Students learning from home have their own school-related challenges. Those without someone at home during classes may choose not to attend or do their classwork, or may not be able to attend because of other responsibilities, like looking after younger siblings or ill loved ones or working a job to help support the family. Many of the younger ones haven’t yet developed the self-starter mentality necessary to log on and work when they really don’t want to.
Social learning is an essential part of school, and teachers try to provide socializing opportunities for online students, like breakout rooms where students work together on problems. Still, students can still feel isolated from their peers, which can lead to absences and falling grades.

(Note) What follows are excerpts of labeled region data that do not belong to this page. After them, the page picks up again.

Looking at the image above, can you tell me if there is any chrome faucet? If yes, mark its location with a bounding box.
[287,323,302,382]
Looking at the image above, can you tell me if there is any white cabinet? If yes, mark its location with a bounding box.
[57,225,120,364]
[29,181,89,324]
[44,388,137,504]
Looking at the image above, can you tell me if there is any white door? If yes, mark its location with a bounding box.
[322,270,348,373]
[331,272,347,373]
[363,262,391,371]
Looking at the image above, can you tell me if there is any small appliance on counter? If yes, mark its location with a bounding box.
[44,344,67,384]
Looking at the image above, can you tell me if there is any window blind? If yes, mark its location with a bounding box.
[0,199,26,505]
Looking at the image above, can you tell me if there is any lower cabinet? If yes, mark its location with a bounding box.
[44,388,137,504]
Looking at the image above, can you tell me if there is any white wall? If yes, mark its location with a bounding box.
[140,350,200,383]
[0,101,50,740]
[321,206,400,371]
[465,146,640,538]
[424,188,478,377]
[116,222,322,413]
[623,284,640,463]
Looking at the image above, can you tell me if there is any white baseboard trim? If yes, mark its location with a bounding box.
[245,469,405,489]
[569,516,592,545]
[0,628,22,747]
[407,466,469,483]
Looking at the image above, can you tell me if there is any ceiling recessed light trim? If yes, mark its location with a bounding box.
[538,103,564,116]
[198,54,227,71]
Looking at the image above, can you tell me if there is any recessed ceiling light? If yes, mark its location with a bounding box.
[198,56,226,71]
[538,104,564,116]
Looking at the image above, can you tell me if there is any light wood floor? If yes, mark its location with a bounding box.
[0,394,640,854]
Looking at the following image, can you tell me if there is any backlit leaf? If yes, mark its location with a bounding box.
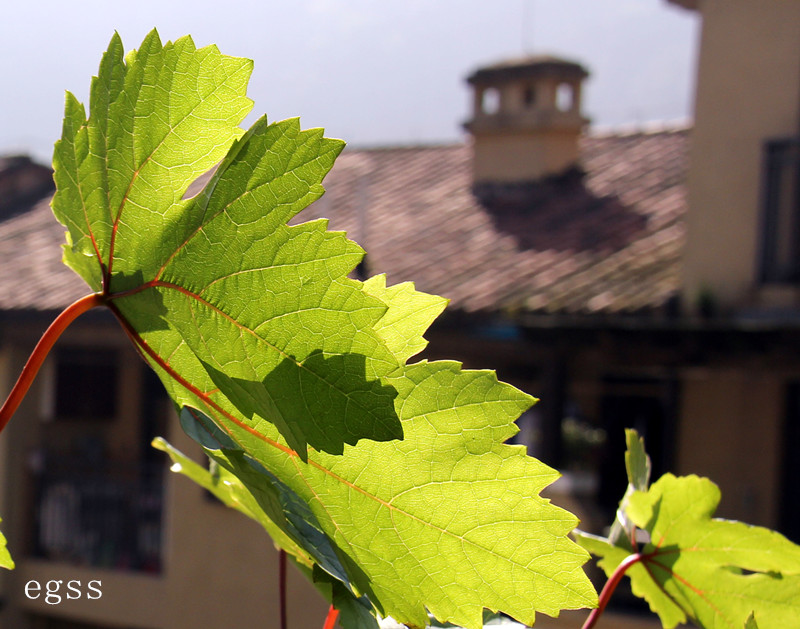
[53,32,596,629]
[581,474,800,629]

“At first, they felt like they were in a prison,” Urias said of her students, “Like they were in their own little cell.” She said she often lets her online students socialize while they work together on challenges or classwork, the way they would in a classroom. “Being able to fit in still with their friends, even though they are at home, is vital to their learning.”
Students in quarantine aren’t allowed to participate in extracurricular activities, either, sidelining them from another reason they work hard to pass classes.
CCAISD administration is already looking toward in-person summer school to help students catch back up after a tumultuous period. Fully live summer school will depend on whether or not teachers and students have access to vaccinations by that point. Meanwhile, students, teachers and administration look forward to a more normal school experience.
“If we can get through this,” Urias said, “when we get back to some more normalcy, we’re really going to take advantage of it and not take things for granted.”